Bagaimana tidak? Melihat isi pesan yang telah dikirimkan pada Lucio, siapapun tentu saja menebak-nebak apa yang akan terjadi kedepannya. Entah baik atau buruk.
Sementara itu...
Feren dan yang lain masih belum pulang mencari pekerjaan. Setelah mendapat info lowongan pekerjaan tadi malam, mereka semua langsung bergegas. Tak ada kata menunggu. Mereka butuh pekerjaan sekarang juga.
Setelah memastikan semuanya sudah pas, Lucio sempatkan dirinya berdiri di hadapan kaca cermin. Ia memandangi cerminan dirinya sendiri tanpa kata. Membisu. Kata hotel kembali terngiang di telinganya. Tambah lagi, syaratnya ia harus wangi.

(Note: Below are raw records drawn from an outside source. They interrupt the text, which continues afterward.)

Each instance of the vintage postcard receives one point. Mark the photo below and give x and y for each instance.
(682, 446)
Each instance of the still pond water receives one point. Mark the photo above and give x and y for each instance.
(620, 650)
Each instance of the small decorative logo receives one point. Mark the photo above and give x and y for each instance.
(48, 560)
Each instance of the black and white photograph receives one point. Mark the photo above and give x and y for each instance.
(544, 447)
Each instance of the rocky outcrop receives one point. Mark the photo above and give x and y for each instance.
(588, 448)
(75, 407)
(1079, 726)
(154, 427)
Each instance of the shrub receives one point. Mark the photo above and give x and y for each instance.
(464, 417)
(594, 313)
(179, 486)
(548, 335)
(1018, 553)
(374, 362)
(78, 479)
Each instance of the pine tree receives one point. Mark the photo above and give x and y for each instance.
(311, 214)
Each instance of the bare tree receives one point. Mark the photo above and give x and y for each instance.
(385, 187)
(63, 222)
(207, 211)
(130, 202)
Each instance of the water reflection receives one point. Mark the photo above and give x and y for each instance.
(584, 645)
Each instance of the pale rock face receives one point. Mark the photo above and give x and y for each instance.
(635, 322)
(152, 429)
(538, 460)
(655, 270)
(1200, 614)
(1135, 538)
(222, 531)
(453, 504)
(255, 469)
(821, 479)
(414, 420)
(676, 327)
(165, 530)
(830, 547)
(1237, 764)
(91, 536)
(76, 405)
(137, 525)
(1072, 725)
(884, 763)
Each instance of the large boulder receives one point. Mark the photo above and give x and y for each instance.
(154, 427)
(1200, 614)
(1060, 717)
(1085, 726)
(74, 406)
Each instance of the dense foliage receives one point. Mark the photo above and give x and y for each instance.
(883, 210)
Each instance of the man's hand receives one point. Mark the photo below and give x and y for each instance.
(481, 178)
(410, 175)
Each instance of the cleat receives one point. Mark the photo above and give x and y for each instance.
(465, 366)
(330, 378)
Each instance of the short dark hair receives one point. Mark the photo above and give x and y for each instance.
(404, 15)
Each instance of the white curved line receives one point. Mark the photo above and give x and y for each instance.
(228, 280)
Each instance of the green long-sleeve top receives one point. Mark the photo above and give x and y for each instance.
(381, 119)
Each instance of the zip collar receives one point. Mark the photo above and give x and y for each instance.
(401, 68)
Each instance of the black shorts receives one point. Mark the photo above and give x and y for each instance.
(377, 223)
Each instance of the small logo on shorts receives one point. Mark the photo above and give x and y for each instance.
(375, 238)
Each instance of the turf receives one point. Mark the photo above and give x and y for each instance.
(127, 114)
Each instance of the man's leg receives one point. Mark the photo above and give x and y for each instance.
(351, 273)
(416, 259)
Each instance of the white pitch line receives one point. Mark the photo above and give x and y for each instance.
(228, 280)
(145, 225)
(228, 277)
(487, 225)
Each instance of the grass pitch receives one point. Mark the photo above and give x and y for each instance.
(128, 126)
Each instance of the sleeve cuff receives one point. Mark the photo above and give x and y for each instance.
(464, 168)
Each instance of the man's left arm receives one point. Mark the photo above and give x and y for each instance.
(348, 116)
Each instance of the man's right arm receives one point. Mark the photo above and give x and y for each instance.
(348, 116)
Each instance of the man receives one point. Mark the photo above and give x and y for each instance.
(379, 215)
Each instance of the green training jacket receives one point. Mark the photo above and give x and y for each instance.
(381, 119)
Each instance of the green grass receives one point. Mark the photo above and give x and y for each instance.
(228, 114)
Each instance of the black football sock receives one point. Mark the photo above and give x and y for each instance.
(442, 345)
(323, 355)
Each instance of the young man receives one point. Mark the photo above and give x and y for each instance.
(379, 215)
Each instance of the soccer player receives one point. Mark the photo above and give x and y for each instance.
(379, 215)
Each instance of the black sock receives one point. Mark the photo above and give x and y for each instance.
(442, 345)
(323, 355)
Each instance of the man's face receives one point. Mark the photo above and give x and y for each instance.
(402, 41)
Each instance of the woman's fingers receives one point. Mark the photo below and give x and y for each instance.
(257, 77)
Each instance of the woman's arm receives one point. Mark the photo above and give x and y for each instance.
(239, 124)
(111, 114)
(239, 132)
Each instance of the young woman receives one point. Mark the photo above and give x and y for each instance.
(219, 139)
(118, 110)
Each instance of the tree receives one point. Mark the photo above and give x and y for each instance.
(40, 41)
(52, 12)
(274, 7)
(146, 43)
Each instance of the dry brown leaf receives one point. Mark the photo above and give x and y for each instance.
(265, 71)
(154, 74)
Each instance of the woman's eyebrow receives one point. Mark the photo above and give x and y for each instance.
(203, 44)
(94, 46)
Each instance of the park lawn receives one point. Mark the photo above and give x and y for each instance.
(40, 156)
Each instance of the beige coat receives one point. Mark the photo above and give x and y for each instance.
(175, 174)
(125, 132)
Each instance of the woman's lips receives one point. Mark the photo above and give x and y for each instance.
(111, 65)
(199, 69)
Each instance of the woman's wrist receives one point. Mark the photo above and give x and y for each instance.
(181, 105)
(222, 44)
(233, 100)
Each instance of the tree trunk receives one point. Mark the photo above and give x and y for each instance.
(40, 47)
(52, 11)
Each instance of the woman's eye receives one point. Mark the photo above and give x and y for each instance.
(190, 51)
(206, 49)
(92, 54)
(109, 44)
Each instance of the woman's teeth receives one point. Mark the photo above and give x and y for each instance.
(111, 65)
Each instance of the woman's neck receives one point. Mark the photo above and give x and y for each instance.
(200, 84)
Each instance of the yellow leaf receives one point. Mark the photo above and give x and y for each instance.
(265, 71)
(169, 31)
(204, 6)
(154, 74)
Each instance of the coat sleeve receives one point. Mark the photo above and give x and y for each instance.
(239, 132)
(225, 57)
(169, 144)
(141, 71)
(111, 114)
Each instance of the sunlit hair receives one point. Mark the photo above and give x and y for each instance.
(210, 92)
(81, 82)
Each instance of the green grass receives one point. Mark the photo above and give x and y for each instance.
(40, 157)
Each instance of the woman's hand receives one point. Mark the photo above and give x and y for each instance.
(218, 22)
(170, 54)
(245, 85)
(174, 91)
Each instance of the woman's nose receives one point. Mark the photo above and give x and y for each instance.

Pikirannya sudah mulai memikirkan hal-hal yang bukan-bukan namun ia urungkan demi kepercayaan yang telah diberikan padanya. Lagipula, ia sendirilah yang mengejar dan ingin mendapatkan pekerjaan itu meski ia belum tahu pekerjaan seperti apakah itu.
Sesaat Lucio memejamkan matanya. Dalam hatinya ia berdoa agar apa yang ia lakukan nanti dapat berjalan dengan lancar apapun resikonya. Demi ibu. Demi Fred, adiknya. Demi sebuah pekerjaan.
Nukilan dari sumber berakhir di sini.